Species of flowering plant

Hibbertia covenyana is a species of flowering plant in the family Dilleniaceae and is endemic to New South Wales. It is an erect or semi-prostrate shrub with hairy foliage, oblong leaves and yellow flowers with seven to ten stamens arranged on one side of the two carpels.

==Description==
Hibbertia covenyana is an erect or semi-prostrate shrub that typically grows to a height of up to 50 cm, its leaves and branches densely hairy with both long whitish and star-shaped hairs. The leaves are oblong, 4–10 mm long and 1–2 mm wide with the edges rolled under. The flowers are arranged in leaf axils on a pedicel 10–15 mm long with bracts 3.5–6.5 mm long. The sepals are egg-shaped, 7.5–10 mm long and densely hairy on the outer surface. The petals are yellow, spatula-shaped, 10–14 mm long and there are seven to ten stamens on one side of the two densely hairy carpels.

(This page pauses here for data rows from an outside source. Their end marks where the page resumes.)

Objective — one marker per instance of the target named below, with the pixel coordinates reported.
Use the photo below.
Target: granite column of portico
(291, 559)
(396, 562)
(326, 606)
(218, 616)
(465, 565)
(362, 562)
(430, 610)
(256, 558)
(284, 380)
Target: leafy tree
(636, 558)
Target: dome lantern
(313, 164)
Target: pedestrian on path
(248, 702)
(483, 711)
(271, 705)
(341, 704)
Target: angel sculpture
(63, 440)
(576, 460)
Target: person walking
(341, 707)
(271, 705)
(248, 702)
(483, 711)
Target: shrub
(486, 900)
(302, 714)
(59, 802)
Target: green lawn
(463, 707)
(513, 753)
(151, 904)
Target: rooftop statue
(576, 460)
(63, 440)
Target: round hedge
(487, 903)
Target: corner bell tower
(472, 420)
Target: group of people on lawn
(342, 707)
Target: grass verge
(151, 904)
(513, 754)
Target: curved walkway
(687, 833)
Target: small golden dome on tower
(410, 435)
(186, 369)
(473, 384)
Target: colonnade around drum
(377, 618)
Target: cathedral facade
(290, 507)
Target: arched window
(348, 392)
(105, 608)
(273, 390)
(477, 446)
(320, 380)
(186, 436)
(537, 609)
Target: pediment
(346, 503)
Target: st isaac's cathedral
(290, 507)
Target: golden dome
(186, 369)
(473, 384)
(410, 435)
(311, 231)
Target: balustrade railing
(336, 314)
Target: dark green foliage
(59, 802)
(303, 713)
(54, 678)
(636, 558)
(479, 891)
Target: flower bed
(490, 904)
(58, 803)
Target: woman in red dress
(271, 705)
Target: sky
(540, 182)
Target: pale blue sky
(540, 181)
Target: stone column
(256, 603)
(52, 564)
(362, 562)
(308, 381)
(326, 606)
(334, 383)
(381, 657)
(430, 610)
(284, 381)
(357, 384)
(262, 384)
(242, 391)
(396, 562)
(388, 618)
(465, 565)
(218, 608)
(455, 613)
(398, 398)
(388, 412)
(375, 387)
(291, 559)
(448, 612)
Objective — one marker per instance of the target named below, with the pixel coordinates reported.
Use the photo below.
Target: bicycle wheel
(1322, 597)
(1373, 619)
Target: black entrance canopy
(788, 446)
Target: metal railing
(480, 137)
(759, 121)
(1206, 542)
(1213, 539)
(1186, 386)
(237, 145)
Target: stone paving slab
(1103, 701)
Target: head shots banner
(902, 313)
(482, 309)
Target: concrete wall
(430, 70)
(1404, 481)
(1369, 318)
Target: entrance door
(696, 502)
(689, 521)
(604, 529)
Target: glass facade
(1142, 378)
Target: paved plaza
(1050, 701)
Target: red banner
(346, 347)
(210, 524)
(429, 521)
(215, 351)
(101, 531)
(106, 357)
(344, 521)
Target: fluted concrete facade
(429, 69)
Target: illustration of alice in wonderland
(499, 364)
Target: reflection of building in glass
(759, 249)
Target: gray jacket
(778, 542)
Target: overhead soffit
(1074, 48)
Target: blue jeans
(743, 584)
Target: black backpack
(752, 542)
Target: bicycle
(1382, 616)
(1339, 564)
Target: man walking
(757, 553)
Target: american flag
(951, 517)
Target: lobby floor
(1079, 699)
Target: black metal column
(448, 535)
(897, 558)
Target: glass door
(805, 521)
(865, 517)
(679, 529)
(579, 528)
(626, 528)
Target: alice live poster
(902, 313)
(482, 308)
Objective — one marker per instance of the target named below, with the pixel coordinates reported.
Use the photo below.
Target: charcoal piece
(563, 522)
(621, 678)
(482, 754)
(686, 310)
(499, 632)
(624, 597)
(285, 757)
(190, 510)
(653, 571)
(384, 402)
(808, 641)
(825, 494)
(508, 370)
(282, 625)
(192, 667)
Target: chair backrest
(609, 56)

Flowering occurs from September to November.

==Taxonomy==
Hibbertia covenyana was first formally described in 1990 by Barry Conn in the journal Muelleria from specimens collected near the road between Narrabri and Coonabarabran in 1976. The specific epithet (covenyana) honours Robert Coveny who collected the type specimens.

==Distribution and habitat==
This hibbertia grows scattered locations in open forest, mainly in the Pilliga Scrub in central northern New South Wales.